Her eyes light up, and it’s like the sun cutting through storm clouds.

“Wow. Where’d you get all this?” she asks, already reaching for her fork and diving into the scrambled eggs and turkey bacon like she hasn’t eaten in days.

“Where?” I echo. “Here.”

Her fork pauses halfway to her mouth, and she blinks at me.

“Wait. You can cook?”

I arch a brow. “You sound surprised.”

She answers with her mouth full of rye toast slathered in grape jelly.

“I—”

“Andy, it’s not polite to talk with your mouth full,” Callie scolds primly from her little chair at the side table, mimicking her teacher’s voice.

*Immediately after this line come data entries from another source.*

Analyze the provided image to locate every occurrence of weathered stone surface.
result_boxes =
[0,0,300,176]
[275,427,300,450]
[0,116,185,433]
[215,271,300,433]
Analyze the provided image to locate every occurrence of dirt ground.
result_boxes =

Andy slaps her hand over her mouth and giggles. Giggles.

Like she isn’t driving me insane just by sitting there in one of her loose T-shirts, her hair loose, her belly softly rounding with my child.

“You are right again, Princess. Thank you for telling me,” she says sweetly, and winks at Callie.

My chest tightens.

Because, fuck me, the two of them together? It’s more than I deserve, but I want it anyway.

I want everything she is, everything she has to offer.

Callie beams, satisfied, then scuttles off to cram broken crayons and stuffed animals into her tiny backpack, muttering to herself like a little general preparing for war.

I take a sip of my coffee—too hot, scalding down my throat, but it barely registers.

My attention’s glued to Andy.

“How long do you need to get ready?” I ask casually.

Except there’s nothing casual about the way I can’t stop staring.

At the curve of her throat as she swallows.

At her lips shiny with jelly.

At the way her breasts push against the cotton fabric, heavier, fuller already with pregnancy.

The food I made for her.

The babies I put in her.

Christ. My cock’s hard as steel, and if I stand right now in these tactical pants, she’ll see exactly how gone I am for her.

So I don’t move.

I grip my mug instead, let the heat bite into my palms, and keep my eyes on her like she’s the only meal I want.

“Ten minutes,” she says lightly, then makes a face. “Ooh, make that fifteen. I forgot there’s more of me to wash these days. Not like there wasn’t plenty to wash before.”

Self-deprecating. Like she isn’t perfect.